神橋の手前ですべての人が馬を降りるべく規制の意味で建てられた石碑である。神橋および下乗石は、 昭和19年(1944)9月5日、国の重要文化財建造物に指定されている。
 参考文献:『日光 社寺と史跡』沼尾正彦著
現在の日光橋
電車が日光橋上を走っている珍しい画像本宮瀧のところには「紅白」の旗を持った信号係がいたとか(昭和19年(1944)以前)
現在の神橋の架設方法
古図による神橋の架設方法
包帯をした神橋
(何処か怪我でもしたのかな?)
最後の雄姿花電車

神橋・周辺点描

 神橋は、寛永13年(1636)東照宮の大造営が終わったとき、出羽藩主酒井忠次が「山菅橋」を架け替えて、今日のような形の橋としたが、そのとき山菅橋を「神橋」と改め、一般人の通行を禁じた。そして一般人の通行には、下流に素木の仮橋を架けた。この仮橋が日光橋の起源である。

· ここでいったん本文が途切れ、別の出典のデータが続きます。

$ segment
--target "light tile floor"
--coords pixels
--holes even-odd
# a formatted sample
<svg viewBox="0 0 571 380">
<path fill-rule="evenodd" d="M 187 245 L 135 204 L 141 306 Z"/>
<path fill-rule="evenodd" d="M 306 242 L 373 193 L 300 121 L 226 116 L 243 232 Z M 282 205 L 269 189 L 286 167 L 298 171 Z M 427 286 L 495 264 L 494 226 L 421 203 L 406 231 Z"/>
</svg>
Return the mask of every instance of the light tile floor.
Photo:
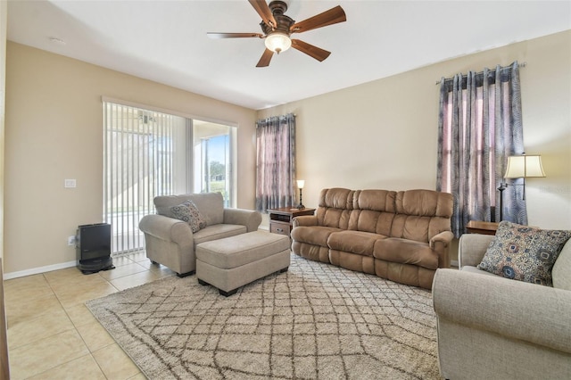
<svg viewBox="0 0 571 380">
<path fill-rule="evenodd" d="M 174 275 L 145 252 L 115 268 L 77 268 L 4 281 L 10 376 L 16 379 L 145 379 L 86 307 L 86 301 Z"/>
</svg>

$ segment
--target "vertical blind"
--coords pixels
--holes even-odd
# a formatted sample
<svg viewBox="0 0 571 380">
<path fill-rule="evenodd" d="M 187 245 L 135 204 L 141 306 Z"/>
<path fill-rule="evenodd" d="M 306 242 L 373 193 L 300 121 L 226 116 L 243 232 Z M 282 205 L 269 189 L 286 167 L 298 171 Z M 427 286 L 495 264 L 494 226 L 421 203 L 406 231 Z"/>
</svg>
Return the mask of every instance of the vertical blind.
<svg viewBox="0 0 571 380">
<path fill-rule="evenodd" d="M 103 220 L 114 253 L 145 246 L 138 223 L 172 194 L 177 116 L 103 102 Z"/>
</svg>

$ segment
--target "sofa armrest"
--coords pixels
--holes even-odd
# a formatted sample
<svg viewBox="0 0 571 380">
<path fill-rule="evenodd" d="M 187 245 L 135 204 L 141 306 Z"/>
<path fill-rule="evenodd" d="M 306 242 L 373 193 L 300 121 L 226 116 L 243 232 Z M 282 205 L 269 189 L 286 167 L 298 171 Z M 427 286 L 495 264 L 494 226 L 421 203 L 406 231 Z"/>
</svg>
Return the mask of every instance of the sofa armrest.
<svg viewBox="0 0 571 380">
<path fill-rule="evenodd" d="M 462 268 L 467 265 L 477 267 L 482 262 L 492 239 L 492 235 L 462 235 L 458 243 L 458 268 Z"/>
<path fill-rule="evenodd" d="M 318 225 L 318 217 L 315 215 L 302 215 L 299 217 L 294 218 L 292 222 L 292 227 L 295 228 L 296 227 L 301 226 L 317 226 Z"/>
<path fill-rule="evenodd" d="M 245 226 L 247 232 L 257 231 L 261 214 L 253 210 L 224 209 L 224 223 Z"/>
<path fill-rule="evenodd" d="M 438 269 L 438 318 L 571 353 L 571 292 L 500 277 Z"/>
<path fill-rule="evenodd" d="M 139 221 L 139 229 L 161 240 L 186 245 L 193 243 L 193 230 L 188 223 L 163 215 L 145 215 Z"/>
<path fill-rule="evenodd" d="M 450 268 L 450 243 L 454 238 L 451 231 L 443 231 L 432 236 L 430 248 L 438 253 L 438 268 Z"/>
</svg>

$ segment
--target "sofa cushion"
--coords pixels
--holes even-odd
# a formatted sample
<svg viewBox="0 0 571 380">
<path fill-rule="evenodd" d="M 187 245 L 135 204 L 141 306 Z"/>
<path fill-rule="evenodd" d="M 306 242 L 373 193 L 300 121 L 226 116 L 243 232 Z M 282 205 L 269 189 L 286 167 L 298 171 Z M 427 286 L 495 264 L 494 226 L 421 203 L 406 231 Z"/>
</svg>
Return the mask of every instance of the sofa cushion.
<svg viewBox="0 0 571 380">
<path fill-rule="evenodd" d="M 176 219 L 188 223 L 193 232 L 198 232 L 206 227 L 204 217 L 192 201 L 172 206 L 170 211 Z"/>
<path fill-rule="evenodd" d="M 502 221 L 478 268 L 506 278 L 552 286 L 551 268 L 571 231 Z"/>
<path fill-rule="evenodd" d="M 390 262 L 410 264 L 427 269 L 438 268 L 438 255 L 428 244 L 398 237 L 375 242 L 373 257 Z"/>
<path fill-rule="evenodd" d="M 327 245 L 332 250 L 372 256 L 375 242 L 386 236 L 363 231 L 334 232 L 327 239 Z"/>
<path fill-rule="evenodd" d="M 334 232 L 343 231 L 339 228 L 322 226 L 300 226 L 292 230 L 292 239 L 300 243 L 307 243 L 321 247 L 327 246 L 327 239 Z"/>
</svg>

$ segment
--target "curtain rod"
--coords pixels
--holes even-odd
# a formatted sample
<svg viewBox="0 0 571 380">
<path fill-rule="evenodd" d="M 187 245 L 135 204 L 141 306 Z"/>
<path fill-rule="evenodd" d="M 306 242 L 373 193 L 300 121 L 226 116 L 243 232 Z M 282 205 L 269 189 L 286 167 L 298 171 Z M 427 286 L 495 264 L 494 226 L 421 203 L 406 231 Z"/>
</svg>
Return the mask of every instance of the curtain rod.
<svg viewBox="0 0 571 380">
<path fill-rule="evenodd" d="M 518 67 L 525 67 L 526 65 L 527 65 L 527 62 L 521 62 L 517 64 Z M 509 66 L 505 66 L 505 67 L 508 68 Z M 496 70 L 495 69 L 490 70 L 490 71 L 495 71 L 495 70 Z M 480 74 L 484 74 L 484 70 L 476 73 L 476 75 L 480 75 Z M 462 75 L 462 77 L 464 77 L 464 75 Z M 449 78 L 449 79 L 451 79 L 451 78 Z M 436 83 L 434 83 L 434 85 L 440 85 L 441 81 L 442 80 L 436 80 Z"/>
</svg>

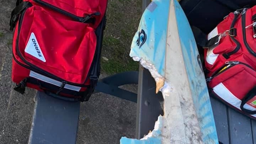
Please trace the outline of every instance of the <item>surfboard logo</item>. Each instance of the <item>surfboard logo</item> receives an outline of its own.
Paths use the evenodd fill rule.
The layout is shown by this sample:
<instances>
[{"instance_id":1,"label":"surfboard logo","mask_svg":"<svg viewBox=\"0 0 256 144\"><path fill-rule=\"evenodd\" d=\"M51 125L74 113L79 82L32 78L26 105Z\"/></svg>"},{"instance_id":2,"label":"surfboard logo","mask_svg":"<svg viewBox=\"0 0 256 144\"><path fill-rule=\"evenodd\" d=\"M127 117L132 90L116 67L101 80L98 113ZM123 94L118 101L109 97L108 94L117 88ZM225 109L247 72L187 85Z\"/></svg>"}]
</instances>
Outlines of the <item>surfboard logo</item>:
<instances>
[{"instance_id":1,"label":"surfboard logo","mask_svg":"<svg viewBox=\"0 0 256 144\"><path fill-rule=\"evenodd\" d=\"M140 48L144 44L146 40L146 34L145 31L142 30L139 32L139 38L136 41L137 46L139 47L139 48Z\"/></svg>"}]
</instances>

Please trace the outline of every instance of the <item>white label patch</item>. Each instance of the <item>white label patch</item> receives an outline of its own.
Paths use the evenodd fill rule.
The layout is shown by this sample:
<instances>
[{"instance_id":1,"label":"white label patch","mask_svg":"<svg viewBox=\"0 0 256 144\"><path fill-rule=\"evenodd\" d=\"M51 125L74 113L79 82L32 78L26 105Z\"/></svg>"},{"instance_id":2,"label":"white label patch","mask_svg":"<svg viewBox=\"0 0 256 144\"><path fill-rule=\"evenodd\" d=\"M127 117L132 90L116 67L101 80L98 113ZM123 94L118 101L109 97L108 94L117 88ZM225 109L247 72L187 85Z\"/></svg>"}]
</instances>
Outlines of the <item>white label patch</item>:
<instances>
[{"instance_id":1,"label":"white label patch","mask_svg":"<svg viewBox=\"0 0 256 144\"><path fill-rule=\"evenodd\" d=\"M30 37L25 48L25 52L40 59L43 62L46 62L38 44L37 40L33 33L32 33Z\"/></svg>"},{"instance_id":2,"label":"white label patch","mask_svg":"<svg viewBox=\"0 0 256 144\"><path fill-rule=\"evenodd\" d=\"M218 28L217 27L214 29L209 34L208 34L208 40L215 37L219 34L218 32Z\"/></svg>"}]
</instances>

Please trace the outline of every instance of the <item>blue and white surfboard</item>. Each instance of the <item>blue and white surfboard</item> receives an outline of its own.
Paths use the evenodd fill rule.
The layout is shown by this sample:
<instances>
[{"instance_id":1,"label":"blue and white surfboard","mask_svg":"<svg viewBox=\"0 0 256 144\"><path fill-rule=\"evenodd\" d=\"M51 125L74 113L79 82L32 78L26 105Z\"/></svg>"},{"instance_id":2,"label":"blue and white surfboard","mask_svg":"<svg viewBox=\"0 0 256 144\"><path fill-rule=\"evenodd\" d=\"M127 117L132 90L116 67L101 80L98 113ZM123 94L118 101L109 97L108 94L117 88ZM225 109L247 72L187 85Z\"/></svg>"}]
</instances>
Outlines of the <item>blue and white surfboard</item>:
<instances>
[{"instance_id":1,"label":"blue and white surfboard","mask_svg":"<svg viewBox=\"0 0 256 144\"><path fill-rule=\"evenodd\" d=\"M153 0L142 15L131 57L149 69L164 98L164 115L141 140L125 144L218 144L198 52L176 0Z\"/></svg>"}]
</instances>

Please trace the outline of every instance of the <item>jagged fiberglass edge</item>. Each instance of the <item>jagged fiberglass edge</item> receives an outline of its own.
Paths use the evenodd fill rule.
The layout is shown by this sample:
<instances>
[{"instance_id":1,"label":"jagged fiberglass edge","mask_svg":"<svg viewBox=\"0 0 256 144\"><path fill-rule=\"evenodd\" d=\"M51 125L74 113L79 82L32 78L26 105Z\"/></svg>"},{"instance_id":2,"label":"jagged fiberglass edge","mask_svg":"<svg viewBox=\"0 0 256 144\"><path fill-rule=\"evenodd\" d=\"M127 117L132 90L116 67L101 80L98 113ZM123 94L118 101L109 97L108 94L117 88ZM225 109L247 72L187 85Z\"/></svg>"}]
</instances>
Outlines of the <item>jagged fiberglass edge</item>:
<instances>
[{"instance_id":1,"label":"jagged fiberglass edge","mask_svg":"<svg viewBox=\"0 0 256 144\"><path fill-rule=\"evenodd\" d=\"M138 57L133 57L133 60L140 62L140 64L144 68L148 69L152 77L154 78L156 83L156 92L159 91L161 92L162 96L164 99L165 96L170 95L173 89L166 80L158 72L155 66L149 62L143 60ZM159 86L161 86L160 87ZM161 137L163 136L162 127L163 121L165 119L164 116L160 115L158 120L155 122L154 129L152 132L150 132L148 135L138 140L134 139L129 139L126 137L122 137L120 140L121 144L142 144L150 143L156 144L161 143Z\"/></svg>"}]
</instances>

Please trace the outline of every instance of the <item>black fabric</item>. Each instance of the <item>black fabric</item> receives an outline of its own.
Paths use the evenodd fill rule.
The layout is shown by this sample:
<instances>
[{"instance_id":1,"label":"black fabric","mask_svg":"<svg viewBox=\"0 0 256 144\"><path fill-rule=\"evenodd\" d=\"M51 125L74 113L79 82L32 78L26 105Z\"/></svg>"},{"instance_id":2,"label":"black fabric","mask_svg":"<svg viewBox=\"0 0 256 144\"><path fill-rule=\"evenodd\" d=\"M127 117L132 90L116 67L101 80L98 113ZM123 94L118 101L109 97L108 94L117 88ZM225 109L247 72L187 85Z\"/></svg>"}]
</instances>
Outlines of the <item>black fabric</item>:
<instances>
[{"instance_id":1,"label":"black fabric","mask_svg":"<svg viewBox=\"0 0 256 144\"><path fill-rule=\"evenodd\" d=\"M18 1L17 1L17 3ZM22 11L28 7L32 6L32 4L30 2L24 1L20 3L18 6L12 10L11 15L10 22L10 30L13 31L17 22L18 21L19 15Z\"/></svg>"},{"instance_id":2,"label":"black fabric","mask_svg":"<svg viewBox=\"0 0 256 144\"><path fill-rule=\"evenodd\" d=\"M240 107L242 111L250 114L256 114L256 111L251 111L246 109L244 107L245 103L254 97L255 95L256 95L256 86L254 86L242 100Z\"/></svg>"},{"instance_id":3,"label":"black fabric","mask_svg":"<svg viewBox=\"0 0 256 144\"><path fill-rule=\"evenodd\" d=\"M231 0L215 0L215 1L228 7L234 11L240 9L240 7Z\"/></svg>"},{"instance_id":4,"label":"black fabric","mask_svg":"<svg viewBox=\"0 0 256 144\"><path fill-rule=\"evenodd\" d=\"M219 35L211 38L207 39L207 35L198 28L194 26L191 27L194 37L197 45L203 47L208 48L215 44L219 41Z\"/></svg>"},{"instance_id":5,"label":"black fabric","mask_svg":"<svg viewBox=\"0 0 256 144\"><path fill-rule=\"evenodd\" d=\"M226 0L219 0L225 2ZM229 0L239 8L247 5L252 7L256 5L256 0ZM180 2L190 25L198 27L206 33L208 33L223 17L234 11L234 8L223 4L215 0L182 0ZM233 4L231 4L233 5Z\"/></svg>"},{"instance_id":6,"label":"black fabric","mask_svg":"<svg viewBox=\"0 0 256 144\"><path fill-rule=\"evenodd\" d=\"M230 31L229 31L229 34L230 35L230 36L232 36L233 37L235 37L236 36L237 32L236 32L236 28L233 28L230 29Z\"/></svg>"},{"instance_id":7,"label":"black fabric","mask_svg":"<svg viewBox=\"0 0 256 144\"><path fill-rule=\"evenodd\" d=\"M208 42L208 41L206 39L207 35L195 26L192 26L191 29L197 44L202 47L205 47Z\"/></svg>"}]
</instances>

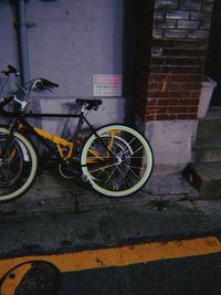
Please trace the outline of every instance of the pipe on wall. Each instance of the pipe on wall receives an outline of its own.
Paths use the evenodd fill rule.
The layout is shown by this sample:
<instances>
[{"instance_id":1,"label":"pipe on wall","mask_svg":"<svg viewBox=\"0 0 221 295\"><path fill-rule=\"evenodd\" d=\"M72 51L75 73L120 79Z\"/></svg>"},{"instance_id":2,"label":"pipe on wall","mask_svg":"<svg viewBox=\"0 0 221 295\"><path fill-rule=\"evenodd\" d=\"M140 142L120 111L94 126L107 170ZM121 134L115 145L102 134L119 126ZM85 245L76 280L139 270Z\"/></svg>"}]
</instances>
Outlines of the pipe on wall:
<instances>
[{"instance_id":1,"label":"pipe on wall","mask_svg":"<svg viewBox=\"0 0 221 295\"><path fill-rule=\"evenodd\" d=\"M22 85L24 85L28 81L30 81L25 0L18 0L18 35L19 35L21 82Z\"/></svg>"}]
</instances>

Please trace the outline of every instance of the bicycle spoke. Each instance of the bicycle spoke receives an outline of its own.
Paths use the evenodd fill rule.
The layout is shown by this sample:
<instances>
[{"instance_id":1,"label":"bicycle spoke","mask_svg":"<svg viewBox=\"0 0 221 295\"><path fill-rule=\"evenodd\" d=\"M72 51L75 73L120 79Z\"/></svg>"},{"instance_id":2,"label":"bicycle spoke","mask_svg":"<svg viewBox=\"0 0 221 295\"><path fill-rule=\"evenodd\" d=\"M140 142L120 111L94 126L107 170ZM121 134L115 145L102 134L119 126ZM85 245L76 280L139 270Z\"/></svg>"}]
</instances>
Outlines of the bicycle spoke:
<instances>
[{"instance_id":1,"label":"bicycle spoke","mask_svg":"<svg viewBox=\"0 0 221 295\"><path fill-rule=\"evenodd\" d=\"M122 125L103 127L97 134L105 145L112 147L116 161L95 164L96 159L91 159L87 151L90 152L93 147L102 155L104 147L98 139L88 138L86 152L83 150L82 167L85 175L88 173L93 188L109 197L128 196L140 189L148 179L152 166L151 150L146 139L134 129Z\"/></svg>"}]
</instances>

 その後足尾銅山の全盛時代には、国鉄日光駅から、細尾峠の下まで軽便トロ軌道が作られて、その専用に橋が仮橋のさらに下流に作られた。青く塗られたので「青橋」と呼ばれ、赤い神橋・ 素木の仮橋・青いトロの橋と3つ並んで、壮観であったという。明治35年(1902)9月の洪水では 三橋とも流され、仮橋は鉄橋に架け替えられて「日光橋」と改称した。明治43年(1910)には 日光電車ができて、その軌道が日光橋を渡り、直角にまがって太郎杉の前を通るようになったが、太平洋戦争の後期になって、精銅所から軍需用品を運ぶようになってからは、日光橋から軌道を はずして、神橋との間にカーブのある専用鉄橋を作って軌道を走らせた。昭和19年(1944)のことである。
 戦後は、自動車が急増して、狭い日光橋では交通の渋滞をきたすので、日光橋を架け替えることになり、昭和36年(1961)6月工事に着工、新しい日光橋が昭和37年(1962)12月14日完成した。新日光橋の架橋工事には、1年半の歳月と、6,040万円の工費がかけられ、西町側は巾32m、東町側は巾16mとバチ形の鉄桁橋となった。 すぐ上流にある神橋との関連を考えて、橋の欄干にはギボシ形の黒御影石を使うなどの考慮が払われている。 宇都宮からの国道119号線は、この橋で終わり、奥日光方面へはこの橋から120号線となる。